私が過去に“ママ友カースト”や”ママ友トラブル”の記事を見て感じた「ママ友付き合いって大変そう…」という気持ちは、いつしか”ママ友”のイメージに鈍い色の霧をまとわせていた。それに加えて、自身の「ママ友=母親になったら自然にできるもの」という思い込みが孤独感の中で「ママ友=母親になったら作らなきゃいけないもの」に変化したことで、私は”ママ友”に暗くどろっとしたイメージを持ってしまったんである。
会話中、“ママ友”が思い浮かんだと同時に暗いイメージも浮かんできて「ママ友がね」と言うことをためらったのである。

だというのに最終的に「ママ友がね」にしたのは、自分でもビックリするくらい無意識に、矛盾を抱えていたからだ。

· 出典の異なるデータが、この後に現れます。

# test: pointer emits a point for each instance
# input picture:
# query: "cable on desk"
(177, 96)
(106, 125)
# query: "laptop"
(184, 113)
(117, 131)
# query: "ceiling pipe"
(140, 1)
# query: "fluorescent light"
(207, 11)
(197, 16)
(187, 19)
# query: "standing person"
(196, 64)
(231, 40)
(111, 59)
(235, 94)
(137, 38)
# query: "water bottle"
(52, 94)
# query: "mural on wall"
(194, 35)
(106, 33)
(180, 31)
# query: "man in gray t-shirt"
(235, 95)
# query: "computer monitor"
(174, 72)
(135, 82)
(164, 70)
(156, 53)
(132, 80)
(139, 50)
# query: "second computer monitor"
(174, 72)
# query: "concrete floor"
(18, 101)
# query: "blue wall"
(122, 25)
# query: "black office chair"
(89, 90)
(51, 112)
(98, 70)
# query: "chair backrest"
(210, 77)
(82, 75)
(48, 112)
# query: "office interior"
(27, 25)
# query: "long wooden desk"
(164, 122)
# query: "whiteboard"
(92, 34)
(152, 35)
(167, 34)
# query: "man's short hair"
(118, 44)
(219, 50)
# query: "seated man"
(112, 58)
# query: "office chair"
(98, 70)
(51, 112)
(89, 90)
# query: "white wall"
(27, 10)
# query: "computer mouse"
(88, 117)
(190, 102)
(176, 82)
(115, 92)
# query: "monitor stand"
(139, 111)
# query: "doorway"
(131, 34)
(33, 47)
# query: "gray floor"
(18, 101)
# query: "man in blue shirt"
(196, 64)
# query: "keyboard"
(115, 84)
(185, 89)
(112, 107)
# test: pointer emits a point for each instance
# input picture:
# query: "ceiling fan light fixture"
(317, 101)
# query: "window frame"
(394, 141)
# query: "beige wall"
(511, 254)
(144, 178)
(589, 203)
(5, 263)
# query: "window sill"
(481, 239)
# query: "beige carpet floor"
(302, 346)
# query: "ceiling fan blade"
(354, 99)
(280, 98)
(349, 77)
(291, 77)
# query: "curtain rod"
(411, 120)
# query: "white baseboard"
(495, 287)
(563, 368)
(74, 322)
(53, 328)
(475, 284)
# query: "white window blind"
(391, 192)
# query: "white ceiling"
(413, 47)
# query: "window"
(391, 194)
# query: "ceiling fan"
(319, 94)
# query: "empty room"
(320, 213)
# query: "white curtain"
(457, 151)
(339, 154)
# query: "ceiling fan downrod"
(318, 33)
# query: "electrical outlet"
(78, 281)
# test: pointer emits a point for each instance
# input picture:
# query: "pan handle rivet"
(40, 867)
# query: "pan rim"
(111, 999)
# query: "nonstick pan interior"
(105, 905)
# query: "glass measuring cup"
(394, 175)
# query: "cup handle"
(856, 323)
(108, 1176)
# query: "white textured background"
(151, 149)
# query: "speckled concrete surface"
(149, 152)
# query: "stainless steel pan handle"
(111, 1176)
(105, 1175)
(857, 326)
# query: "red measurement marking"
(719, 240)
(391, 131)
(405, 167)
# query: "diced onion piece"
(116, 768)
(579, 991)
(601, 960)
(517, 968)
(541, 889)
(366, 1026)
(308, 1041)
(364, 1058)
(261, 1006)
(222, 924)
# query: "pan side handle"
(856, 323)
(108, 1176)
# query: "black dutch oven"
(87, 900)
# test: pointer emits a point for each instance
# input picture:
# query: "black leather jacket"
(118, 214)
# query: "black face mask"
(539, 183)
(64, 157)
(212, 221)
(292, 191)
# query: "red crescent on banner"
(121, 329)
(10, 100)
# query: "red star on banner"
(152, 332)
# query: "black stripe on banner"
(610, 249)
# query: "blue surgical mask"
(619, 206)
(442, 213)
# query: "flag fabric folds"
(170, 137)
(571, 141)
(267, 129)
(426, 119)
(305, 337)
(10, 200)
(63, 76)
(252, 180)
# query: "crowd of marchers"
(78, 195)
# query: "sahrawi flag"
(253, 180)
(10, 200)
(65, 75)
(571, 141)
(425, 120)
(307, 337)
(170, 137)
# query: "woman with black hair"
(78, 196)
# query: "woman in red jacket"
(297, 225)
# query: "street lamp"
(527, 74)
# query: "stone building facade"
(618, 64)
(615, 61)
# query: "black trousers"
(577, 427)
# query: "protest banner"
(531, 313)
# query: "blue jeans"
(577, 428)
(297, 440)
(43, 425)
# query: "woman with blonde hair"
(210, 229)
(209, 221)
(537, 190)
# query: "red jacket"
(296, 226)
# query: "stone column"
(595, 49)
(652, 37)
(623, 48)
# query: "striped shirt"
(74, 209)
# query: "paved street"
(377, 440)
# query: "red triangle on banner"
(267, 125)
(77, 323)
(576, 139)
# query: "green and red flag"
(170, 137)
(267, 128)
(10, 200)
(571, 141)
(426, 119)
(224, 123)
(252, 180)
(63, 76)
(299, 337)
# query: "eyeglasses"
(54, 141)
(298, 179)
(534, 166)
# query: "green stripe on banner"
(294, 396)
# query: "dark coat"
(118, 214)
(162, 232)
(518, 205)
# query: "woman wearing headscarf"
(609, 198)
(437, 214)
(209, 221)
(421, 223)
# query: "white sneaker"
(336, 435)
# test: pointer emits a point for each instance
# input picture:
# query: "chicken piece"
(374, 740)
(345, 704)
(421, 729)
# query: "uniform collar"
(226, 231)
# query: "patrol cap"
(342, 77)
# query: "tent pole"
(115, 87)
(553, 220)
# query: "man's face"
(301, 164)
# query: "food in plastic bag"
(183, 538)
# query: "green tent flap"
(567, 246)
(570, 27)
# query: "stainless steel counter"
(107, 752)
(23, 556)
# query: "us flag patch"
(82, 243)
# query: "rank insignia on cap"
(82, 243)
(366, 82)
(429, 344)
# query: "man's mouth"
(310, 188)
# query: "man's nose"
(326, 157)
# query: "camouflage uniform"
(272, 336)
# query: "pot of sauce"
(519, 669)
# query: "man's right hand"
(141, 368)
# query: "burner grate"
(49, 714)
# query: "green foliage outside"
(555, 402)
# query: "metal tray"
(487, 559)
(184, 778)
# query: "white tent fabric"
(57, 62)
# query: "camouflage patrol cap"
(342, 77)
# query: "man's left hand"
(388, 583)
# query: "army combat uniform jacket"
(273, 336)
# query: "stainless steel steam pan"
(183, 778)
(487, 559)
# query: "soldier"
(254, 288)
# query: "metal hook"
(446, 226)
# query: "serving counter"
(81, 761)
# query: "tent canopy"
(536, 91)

友人の属性の1つが母親ってだけだから、どんな立場の人でもただ”友だち”だ。

そう思っているのは確かだ。

確かなはずなのに、私は「母親になってから出会った、同じ母親である友人を”ママ友”にカテゴライズすることは自然なこと」という認識も持っていたのだ。
たぶん”ママ友”という呼称があるためだと思う。わざわざ呼び名が存在するという事実は、私にとってとてもインパクトのあることだったんだろう。その衝撃は脳裏に深く刻まれ、”ママ友”は呼称の無い他の友人たちと区別する存在なんだというイメージが、頭の片隅にぺとっと張り付いていたのだ。
だからとっさに「漫画好きの友人は母親だから、やっぱりここは”ママ友”って言った方がいいんじゃない!?」と考えたのである。

“ママ友”はただの言葉だ。
私はその言葉に強くとらわれていたんだなぁと思う。

ここまで書き終えた今、”友だち”でも”ママ友”でもどっちでもいいやという心持ちになった。
“友だち”は”友だち”に違いないし、”ママ友”って言うことで「その友だちには子どもがいて…」っていう補足説明が省けるなぁと思ったりもする。

“友だち”と、”ママ友”。
そのうち器用に使いこなせるようになるだろうか。